Golf Historic Exeter Country Club
Exeter’s golf course opened in 1889, making it one of the oldest in America. Golf Magazine placed Exeter’s challenging nine-hole layout among the 100 oldest courses nationally, but other documents indicate Exeter may claim to be among the 25 oldest clubs in the country.
The widely reported “locals’ claim” that Exeter’s original golf course was the second founded in the country is not confirmed and likely untrue.

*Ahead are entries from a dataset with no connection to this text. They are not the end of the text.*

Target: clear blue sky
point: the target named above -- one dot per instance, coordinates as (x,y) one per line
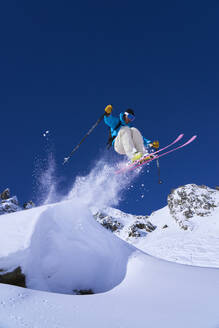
(61,62)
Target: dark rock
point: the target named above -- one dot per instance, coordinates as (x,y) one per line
(28,205)
(191,200)
(15,277)
(5,194)
(83,291)
(108,222)
(139,229)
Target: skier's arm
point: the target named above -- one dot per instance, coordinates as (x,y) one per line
(111,121)
(147,142)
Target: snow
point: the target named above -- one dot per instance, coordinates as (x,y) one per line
(62,248)
(135,282)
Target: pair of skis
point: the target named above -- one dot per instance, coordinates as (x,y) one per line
(156,154)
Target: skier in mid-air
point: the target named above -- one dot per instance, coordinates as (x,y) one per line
(127,140)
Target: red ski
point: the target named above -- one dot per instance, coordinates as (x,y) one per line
(156,155)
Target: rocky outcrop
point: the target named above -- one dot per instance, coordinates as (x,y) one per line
(108,222)
(28,205)
(125,225)
(16,277)
(10,204)
(190,201)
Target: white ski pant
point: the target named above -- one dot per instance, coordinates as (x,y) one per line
(129,141)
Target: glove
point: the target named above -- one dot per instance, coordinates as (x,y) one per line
(155,144)
(108,109)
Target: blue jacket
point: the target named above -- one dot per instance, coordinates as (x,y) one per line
(113,121)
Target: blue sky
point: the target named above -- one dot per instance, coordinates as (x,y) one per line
(62,62)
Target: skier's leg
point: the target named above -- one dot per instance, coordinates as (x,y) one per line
(124,143)
(138,140)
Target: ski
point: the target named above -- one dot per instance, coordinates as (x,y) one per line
(139,163)
(161,149)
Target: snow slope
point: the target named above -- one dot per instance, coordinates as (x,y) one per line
(61,248)
(193,207)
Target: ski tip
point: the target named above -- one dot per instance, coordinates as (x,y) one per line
(65,160)
(193,138)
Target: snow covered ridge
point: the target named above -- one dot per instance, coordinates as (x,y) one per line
(189,201)
(125,226)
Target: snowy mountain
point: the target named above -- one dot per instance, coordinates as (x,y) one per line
(185,231)
(63,253)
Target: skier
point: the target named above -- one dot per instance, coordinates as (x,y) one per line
(126,139)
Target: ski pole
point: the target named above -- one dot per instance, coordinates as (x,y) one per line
(86,135)
(158,169)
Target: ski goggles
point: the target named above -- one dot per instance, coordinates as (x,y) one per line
(130,116)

Historians working from factual documents say the club was formed first under the name Exeter Golf Course in 1895 and became Exeter Country Club in 1900. However, the Exeter Gun Club was playing golf at the present Jady Hill location at least as early as 1889, then calling the course Eddy’s Links.
Phillips Exeter Academy also maintained a five-hole golf layout off Drinkwater Road as early as 1902. The academy course closed and its golfers went to Exeter Country Club sometime later.
The postcard view (above) of the bungalow style club house with its wide surrounding porch is the original Exeter club house built in 1900. Today it is long gone. A 1953 tornado, described in eyewitness and press reports as a “twin-headed monster,” ripped through the Exeter clubhouse and across the first tee, destroying the club facility as it stood at that time.
Who is Manny Francis Anyway?
The legendary Manny Francis, who redesigned Exeter Country Club in the 1950s, was a noted architect of many New England courses. But he was more well-known as the developer of “Vesper Velvet,” the turfgrass that revolutionized putting surfaces. First used at luxurious Vesper Country Club in Lowell, Manny’s hybrid velvet grass quickly became the norm for elite clubs everywhere.
Francis remained as Vesper’s superintendent for decades, renowned for the quality of that course. Somehow he found time to design and update dozens of other New England courses including The International in Bolton (MA,) Abenaqui CC in nearby Rye, and Hickory Hill in Methuen (MA.)
Manny’s offspring followed those footsteps. Manny II and grandson Manny III (pictured above flanking Manny Sr.) became respected designers and superintendents in their own right. Manny II was the Belmont (MA) course superintendent for some 15 years. Today, Manny III remains course superintendent at Green Harbor CC in Marshfield (MA,) the course his father and grandfather founded and designed.